コロナ危機下の日本経済と経済・財政政策の課題

 本日(3月17日)、自民党の財政構造のあり方検討小委員会で「コロナ危機下の日本経済と経済・財政政策の課題」について説明した。以下がその時に配布した資料の全文である。2月の衆院予算委員会公聴会で配布した資料とほぼ同じだが、経済の現状の部分を簡素化し、財政政策についての部分を書き足している。       

コロナ危機下の日本経済と経済・財政政策の課題
                        2021年3月16日
                    大正大学地域構想研究所教授 小峰隆夫

1. コロナ危機下の日本経済についての基本認識
① コロナ危機下の経済は、感染症への対応の度合いに応じて、毎期、激しい変動を繰り返しているが、基調としては、2020年5月を底として回復過程にあるというのが多くのエコノミストの見方。

② 今後を展望すると、2021年1-3月期は大きなマイナス成長、4―6月期は大きなプラス成長が見込まれ、その後は1.5~2%程度の成長を維持すると見込まれている(図1①参照)。

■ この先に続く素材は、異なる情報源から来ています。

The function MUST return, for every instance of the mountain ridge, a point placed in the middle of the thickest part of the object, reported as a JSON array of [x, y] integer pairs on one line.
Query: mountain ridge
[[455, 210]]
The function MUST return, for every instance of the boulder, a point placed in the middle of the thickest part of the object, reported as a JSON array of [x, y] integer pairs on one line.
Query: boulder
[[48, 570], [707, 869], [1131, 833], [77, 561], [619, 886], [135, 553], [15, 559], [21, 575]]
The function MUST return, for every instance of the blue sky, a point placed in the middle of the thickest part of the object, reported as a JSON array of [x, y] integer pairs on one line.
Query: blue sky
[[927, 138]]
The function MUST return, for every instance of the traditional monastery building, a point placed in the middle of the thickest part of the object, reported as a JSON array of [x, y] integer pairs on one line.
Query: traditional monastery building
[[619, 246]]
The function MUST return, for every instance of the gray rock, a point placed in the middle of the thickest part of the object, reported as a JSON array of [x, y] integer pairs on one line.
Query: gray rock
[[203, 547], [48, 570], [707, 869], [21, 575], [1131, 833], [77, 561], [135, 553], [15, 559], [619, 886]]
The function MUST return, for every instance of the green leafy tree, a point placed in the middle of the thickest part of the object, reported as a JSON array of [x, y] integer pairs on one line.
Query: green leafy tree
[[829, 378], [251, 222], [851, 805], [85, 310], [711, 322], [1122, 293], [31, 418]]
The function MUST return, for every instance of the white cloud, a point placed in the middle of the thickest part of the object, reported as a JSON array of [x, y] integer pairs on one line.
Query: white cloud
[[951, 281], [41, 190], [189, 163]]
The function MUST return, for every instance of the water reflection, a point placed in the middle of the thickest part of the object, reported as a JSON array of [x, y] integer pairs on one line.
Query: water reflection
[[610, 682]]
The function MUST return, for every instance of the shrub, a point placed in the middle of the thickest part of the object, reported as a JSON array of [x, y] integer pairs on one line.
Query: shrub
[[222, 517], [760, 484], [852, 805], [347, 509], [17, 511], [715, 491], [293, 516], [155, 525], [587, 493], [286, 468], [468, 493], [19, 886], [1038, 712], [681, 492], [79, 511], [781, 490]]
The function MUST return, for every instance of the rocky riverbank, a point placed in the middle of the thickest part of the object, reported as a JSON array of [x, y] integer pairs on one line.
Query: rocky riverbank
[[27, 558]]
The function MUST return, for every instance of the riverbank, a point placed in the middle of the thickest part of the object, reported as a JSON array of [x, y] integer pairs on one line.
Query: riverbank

③ ただし、コロナ前の水準(2019年10-12月期)を上回るのは、2022年4―6月期になると予想されている(同図②参照)。このため、 今後しばらくの間は「方向はプラスだが、水準は低い」という状態となり、多くの人々にとって「実感なき経済回復」が続くこととなるものと見込まれる。(追記:3月16日公表のESPフォーキャスト調査に基づいて計算すると、コロナ前の水準を上回るのは2022年1-3月期になる)

自民党図1

2.コロナ危機への政策対応についての基本的な考え方
(1)3つのフェーズに応じた政策対応
・コロナ危機下の経済は、次のような3つのフェーズに分けられる
 フェーズ1‥感染症防止のため経済活動を強く抑制する時期(2020年1-3月期~4-6月期)
フェーズ2‥感染症の広がりと経済活動のバランスを保つ時期(2020年7-9月期以降、現在に至る)
フェーズ3‥感染症から解放され、新しい歩みを始める時期(いつになるかは不明)

・フェーズ2までの段階では、感染症の拡大への影響を考慮せざるを得ないので、これまでの景気後退時のような需要刺激型の景気対策を取るのは困難であり、一時的なショックが永続的な傷として残らないようにすることが基本となる。
このため、
① 一時的な雇用調整が、長期的な失業につながらないように
② 一時的な経営危機が、長期的な廃業・倒産等につながらないように
するため、困窮分野への一時的所得補てんやつなぎ融資が基本となる。

・この点については、これまでのところ、倒産の多発、失業者数の大幅な増加等は避けられており、基本的にはうまく切り抜けてきたと考えられる。

・本格的な景気刺激策はステージ3以降での課題となるが、その段階になると、抑圧されてきた需要(pent-up demand)が自律的に拡大することが期待できる。

(2)財政面での対応についての基本的考え方
・危機にあっては、各方面から歳出拡大の要請が相次ぐ中で、不必要に歳出が拡大し将来の負担にならないよう留意が必要である。そうした観点からは、次のような点が重要となる。

① 各方面からの歳出拡大要求が重なるこのような時ほど、賢明な支出(wise spending)や証拠に基づく政策立案(EBPM:Evidence-Based-Poicy-Making)を心がけることが重要。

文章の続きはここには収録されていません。